Each session uses at least one logical unit (LU). You can have as many user sessions with the host as you have LUs available to the service. Once a session is established, a user can log in and use applications and programs running on the host computer directly through the PC.

When a PC emulates a terminal, specific LUs, several concurrent sessions, a specific set of PC keyboard mappings, or a specific set of display colors and print settings are available to the user. These settings can be specified on the DOS command line, or in the VINES user profile. Settings made in the user profile take effect when the user enters emulation from the VINES menus. Settings specified from the DOS command line override any corresponding settings in the user profile.

As a network administrator, you plan, create and manage the service, and make it available to users. This chapter explains how to plan the service. The service you create must use the proper communications parameters and other information expected by the host computer and its controller. The sections that follow explain these aspects of planning the service configuration:

	Planning the number of LUs for the service.
	Planning the station characteristics of the entire service, which involves gathering information about the LAN and serial line used by the service.
	Planning the LU characteristics of the entire service, which includes information about the LUs such as type (display or printer) and security information.

This chapter assumes that you have completed all installation steps for 3270/SNA, as detailed in Chapter 3.

See Chapter 5, "Managing a 3270/SNA Service," for information on creating and managing the service, and making it available to users.

Planning the Number of Logical Units

The total number of LUs that you can configure for all the 3270/SNA services on a server depends on the number of LUs you purchase and the capacity of your server. For example, if you purchase the 3270/SNA option with 96 LUs, you can configure 96 LUs per server.

Some 3270/SNA options allow you to distribute the LUs among multiple services. With a purchase of 64 LUs, you can distribute the LUs between two services. With a purchase of 96 LUs, you can distribute the LUs among three services. You can distribute the LUs among these services any way you want. For example, if you purchase 96 LUs, you can configure 46 LUs for one service, and 25 LUs each for two other services.

Because you can allocate LUs to services in a flexible manner, reserve as many LUs as you need for all the required services to communicate with a specific host. This eliminates the need for creating multiple services to ensure that enough LUs are available for communication with a single host.

When you plan the number of LUs you want to configure for a service, ask yourself the following questions:

	How many LUs have you purchased for your server?
	Can you distribute the LUs among multiple services?
	How many users need to use the service at once?

Record the number of LUs that each service requires on either the Token-Ring Station Worksheet (see Figure 3-2) or the 3270/SNA Service Serial Line Configuration Worksheet (see Figure 4-2), depending on whether the service uses a Token-Ring card or a serial line.

Examples of LU Distribution

This section presents two examples of LU distribution.
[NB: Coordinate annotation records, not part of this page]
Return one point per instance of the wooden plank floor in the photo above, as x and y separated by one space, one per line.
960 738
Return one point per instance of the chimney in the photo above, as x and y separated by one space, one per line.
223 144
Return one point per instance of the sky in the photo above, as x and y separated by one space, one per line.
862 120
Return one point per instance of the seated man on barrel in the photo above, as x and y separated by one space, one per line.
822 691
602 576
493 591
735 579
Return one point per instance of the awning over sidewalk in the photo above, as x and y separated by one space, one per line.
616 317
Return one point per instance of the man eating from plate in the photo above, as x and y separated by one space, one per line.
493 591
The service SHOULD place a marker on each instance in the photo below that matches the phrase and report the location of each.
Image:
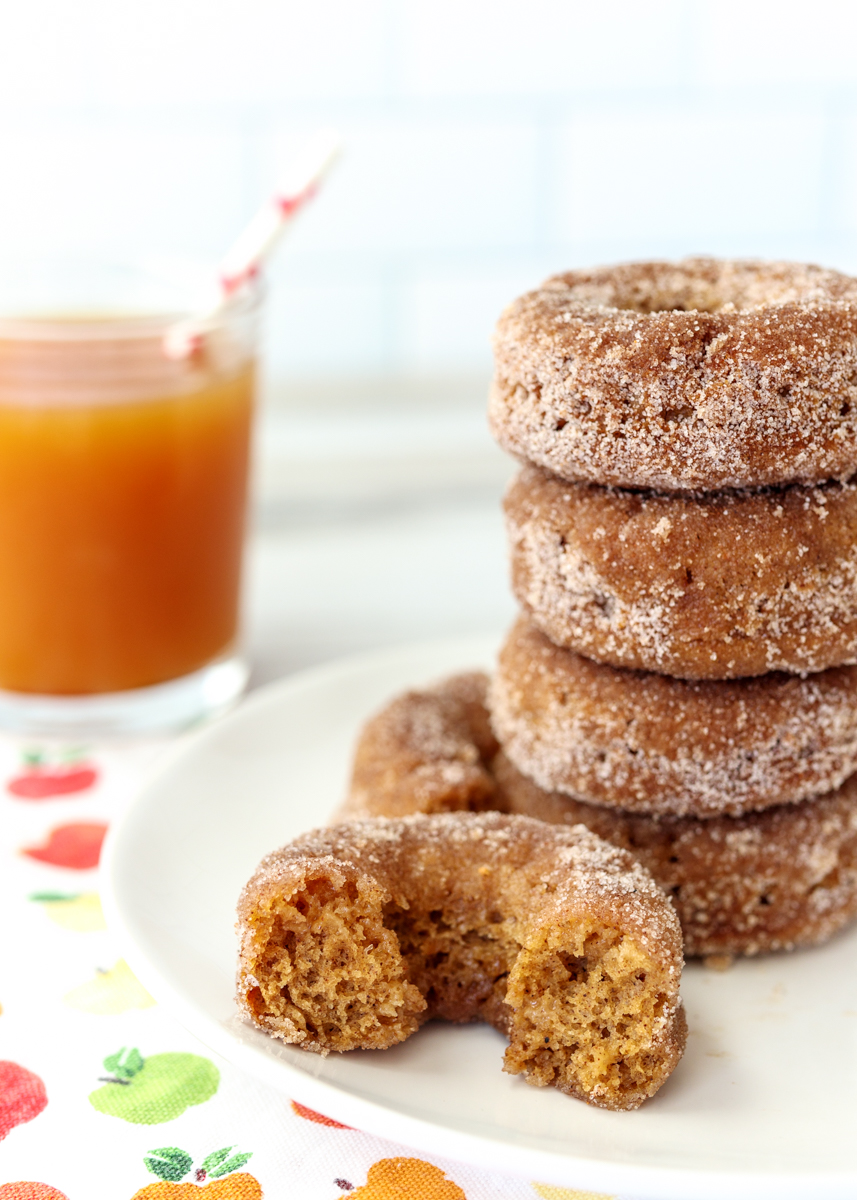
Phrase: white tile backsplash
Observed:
(489, 143)
(693, 173)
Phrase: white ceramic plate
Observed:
(762, 1105)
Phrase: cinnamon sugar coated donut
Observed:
(426, 753)
(647, 743)
(699, 375)
(741, 886)
(354, 936)
(718, 586)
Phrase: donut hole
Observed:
(702, 286)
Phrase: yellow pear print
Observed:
(111, 993)
(79, 912)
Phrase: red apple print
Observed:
(77, 846)
(22, 1096)
(42, 779)
(311, 1115)
(30, 1192)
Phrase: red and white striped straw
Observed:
(246, 257)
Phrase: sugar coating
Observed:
(648, 743)
(354, 936)
(699, 375)
(741, 886)
(717, 586)
(425, 753)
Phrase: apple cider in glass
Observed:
(123, 496)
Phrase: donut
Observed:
(426, 753)
(699, 375)
(353, 936)
(718, 586)
(647, 743)
(741, 886)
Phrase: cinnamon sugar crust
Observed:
(354, 936)
(741, 886)
(426, 753)
(689, 376)
(718, 586)
(647, 743)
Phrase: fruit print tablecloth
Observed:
(102, 1095)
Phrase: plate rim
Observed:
(645, 1182)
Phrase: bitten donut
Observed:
(699, 375)
(647, 743)
(718, 586)
(354, 936)
(741, 886)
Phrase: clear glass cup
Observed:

The first example presents a simple LU distribution problem. The second example presents a complex LU distribution problem.

In the first example, you have purchased 32 LUs for your server and you are responsible for 25 users who need simultaneous access to a single IBM host over a Token-Ring LAN. To meet this need, you must create one 3270/SNA service and configure 25 or more LUs.
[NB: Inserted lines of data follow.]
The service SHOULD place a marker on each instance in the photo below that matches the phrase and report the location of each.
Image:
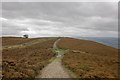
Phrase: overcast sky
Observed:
(75, 19)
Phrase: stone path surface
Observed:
(55, 68)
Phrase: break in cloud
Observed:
(60, 19)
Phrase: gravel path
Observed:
(55, 68)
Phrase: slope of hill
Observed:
(90, 59)
(14, 40)
(26, 62)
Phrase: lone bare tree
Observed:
(25, 36)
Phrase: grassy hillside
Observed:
(90, 59)
(14, 40)
(28, 61)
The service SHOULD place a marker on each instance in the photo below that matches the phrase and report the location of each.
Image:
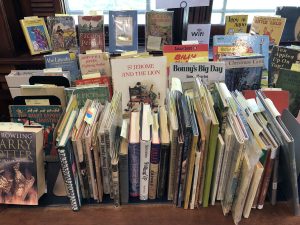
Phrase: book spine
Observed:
(172, 164)
(177, 172)
(154, 166)
(266, 179)
(134, 169)
(104, 165)
(124, 182)
(163, 170)
(69, 179)
(195, 180)
(144, 169)
(115, 181)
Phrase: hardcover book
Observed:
(66, 61)
(95, 63)
(281, 57)
(159, 30)
(241, 45)
(91, 33)
(22, 177)
(243, 73)
(62, 32)
(47, 116)
(236, 24)
(199, 32)
(291, 30)
(123, 31)
(36, 35)
(290, 80)
(270, 26)
(140, 80)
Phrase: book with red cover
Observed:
(279, 98)
(99, 80)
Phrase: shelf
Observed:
(143, 214)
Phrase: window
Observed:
(221, 8)
(81, 7)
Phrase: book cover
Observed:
(159, 30)
(62, 32)
(103, 80)
(270, 26)
(243, 73)
(95, 63)
(208, 72)
(290, 80)
(91, 33)
(100, 93)
(236, 24)
(199, 32)
(185, 53)
(281, 57)
(36, 35)
(241, 45)
(140, 80)
(47, 115)
(123, 31)
(291, 30)
(66, 61)
(22, 177)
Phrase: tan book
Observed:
(257, 174)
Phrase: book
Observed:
(95, 63)
(291, 30)
(36, 35)
(185, 53)
(154, 157)
(270, 26)
(199, 32)
(164, 153)
(241, 45)
(243, 73)
(236, 24)
(91, 33)
(88, 92)
(281, 57)
(123, 163)
(138, 77)
(123, 31)
(66, 61)
(134, 154)
(158, 30)
(62, 33)
(289, 80)
(145, 150)
(46, 115)
(22, 166)
(208, 72)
In the second example, a server is connected to a Token-Ring LAN and a leased telephone line. The server communicates with two IBM hosts at the same site on the LAN, and with one remote IBM host on the leased line. A maximum of 96 LUs can be configured on the server.

To communicate with the hosts, the administrator creates one 3270/SNA service for each host - cics@sna@corp, tso@sna@corp, and db@sna@corp. The users for whom the administrator is responsible have the following needs:

	40 LUs to communicate with the host associated with cics@sna@corp. This host resides on the Token-Ring LAN.
	30 LUs to communicate with the host associated with tso@sna@corp. This host also resides on the Token-Ring LAN.
	26 LUs to communicate with the remote host.

Thus, the administrator configures 40 LUs for cics@sna@corp, 30 LUs for tso@sna@corp, and 26 LUs for db@sna@corp, as shown in Figure 4-1.

Planning the Station Characteristics

The station characteristics you assign to a 3270/SNA service depend on whether the service acts as a station on a serial line or as a station on a Token-Ring LAN. The next two sections help you to plan the appropriate station characteristics for a 3270/SNA service.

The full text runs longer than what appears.